Josef Nolle selbst konnte während seiner 1988 abgeschlossenen Ausbildung zum Forstwirt alte beziehungsweise historische Arbeitsformen in einer praktischen Übung hautnah erleben. »Im Staatswald im Nordracher Hintertal haben wir Bäume per Hand mit der Zweimannsäge und der Axt gefällt.«
Früher: Zweimann – statt Motorsäge
Mit speziellen großen Äxten wurde zunächst die »Fallkerb« herausgeschlagen, »vorne an der Stammbasis.« Diese Kerbe gibt dem Baum die Richtung vor, in die er fallen soll. Um den Baum umzusägen, wurde anschließend die – im Schwarzwald noch teils bis in die 1960er-Jahre gebräuchliche – Zweimannsäge angesetzt.
Wie es der Name nahelegt, bewegten zwei Männer das gezahnte Gerät zwischen sich hin und her. Mit purem Muskeleinsatz natürlich. »Das hat eine gewisse Übung erfordert, um einen gemeinsamen Rhythmus zu finden«, erinnert sich der heute 54-Jährige, der nach seiner dreijährigen Lehre ein Forstwirtschaftsstudium absolvierte.

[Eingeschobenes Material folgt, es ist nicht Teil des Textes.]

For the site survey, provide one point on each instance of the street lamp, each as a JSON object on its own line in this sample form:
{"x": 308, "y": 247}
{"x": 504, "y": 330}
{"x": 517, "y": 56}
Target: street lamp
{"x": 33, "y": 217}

»Damit der Baum aber nicht nach hinten kippt, wo die Säger stehen, werden in diesen hinteren Teil des Stammes Fällkeile geschlagen und mit der Axt immer wieder nachgetrieben«, erklärt Josef Nolle. Mithilfe besagter Keile kippt der schließlich durchgesägte Baum dann über das Scharnier der Fallkerb – die sogenannte Sehne – in die gewünschte Richtung. Und kracht zu Boden, mit all seinem Gewicht, mit entsprechend respekteinflößendem Getöse.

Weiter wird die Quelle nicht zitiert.